A Fireglow maple (Acer palmatum ‘Fireglow’) was added to the left side of the garden (away from the three square windows that were  blocked by the original cherry tree), and its burgundy foliage will be a colorful highlight from spring until fall, contrasting well with the golden threadleaf cypress that we saved. Even in winter the burgundy stems add a subtle color detail.

Midwinter Fire twig dogwoods  (Cornus sanguinea ‘Midwinter Fire’) add a splash of color in winter, showing up well against the dark green foliage of the existing rhododendrons. They also repeat the color of the heavenly bamboo planted adjacent to the sidewalk, visually expanding the space.

if only you could smell this...

If only you could smell this…

Overgrown Alberta spruce that once flanked the pathway were replaced with fragrant winter daphne (Daphne odora ‘Aureo-marginata’) – a wonderful, gold and green variegated, evergreen shrub. What a perfect way to make guest feel welcome.

While there are many cultivars of heavenly bamboo (Nandina domestica), my number 1 choice is always Gulf Stream heavenly bamboo for its tidy mounding habit and colorful foliage. Unlike the gangly specimens planted by the sidewalk (most likely the species rather than a select cultivar), these have a more refined appearance yet need no pruning. IMG_0598 Ample room has been left to allow them to grow to their mature size of 3 feet tall and wide. I love the way the red foliage echoes the Midwinter Fire dogwoods.

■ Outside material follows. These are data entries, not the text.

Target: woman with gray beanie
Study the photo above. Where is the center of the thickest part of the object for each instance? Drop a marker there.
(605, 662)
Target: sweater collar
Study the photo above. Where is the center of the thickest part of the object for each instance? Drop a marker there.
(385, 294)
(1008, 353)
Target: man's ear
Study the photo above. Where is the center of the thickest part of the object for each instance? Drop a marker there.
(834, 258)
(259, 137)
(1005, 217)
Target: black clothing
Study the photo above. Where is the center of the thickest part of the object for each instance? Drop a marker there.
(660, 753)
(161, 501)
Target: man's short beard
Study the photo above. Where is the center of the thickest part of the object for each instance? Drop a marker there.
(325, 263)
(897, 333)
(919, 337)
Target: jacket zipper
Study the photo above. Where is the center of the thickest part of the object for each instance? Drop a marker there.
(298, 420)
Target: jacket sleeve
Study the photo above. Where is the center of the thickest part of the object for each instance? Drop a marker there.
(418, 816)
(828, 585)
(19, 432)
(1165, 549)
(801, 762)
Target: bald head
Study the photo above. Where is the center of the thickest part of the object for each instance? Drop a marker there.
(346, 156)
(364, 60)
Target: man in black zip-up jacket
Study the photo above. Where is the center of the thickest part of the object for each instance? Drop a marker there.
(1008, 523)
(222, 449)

Also working with those warm shades are the Winter Chocolate heather (Calluna vulgaris ‘Winter Chocolate’). In spring this brick red foliage will transition to bright green and orange with lavender flowers in late summer. This is most definitely NOT your ‘builders basic’ heather!!

Winter Chocolate heather - delicious

Winter Chocolate heather – delicious

Although I had to remove two large Colorado blue spruce since space and scale simply did not accommodate their mature size, I added two Wells Special Hinoki cypress for sculptural interest year round. I was also able to re-use several variegated boxwood, Rainbow drooping fetterbush and Japanese andromeda (Pieris japonica).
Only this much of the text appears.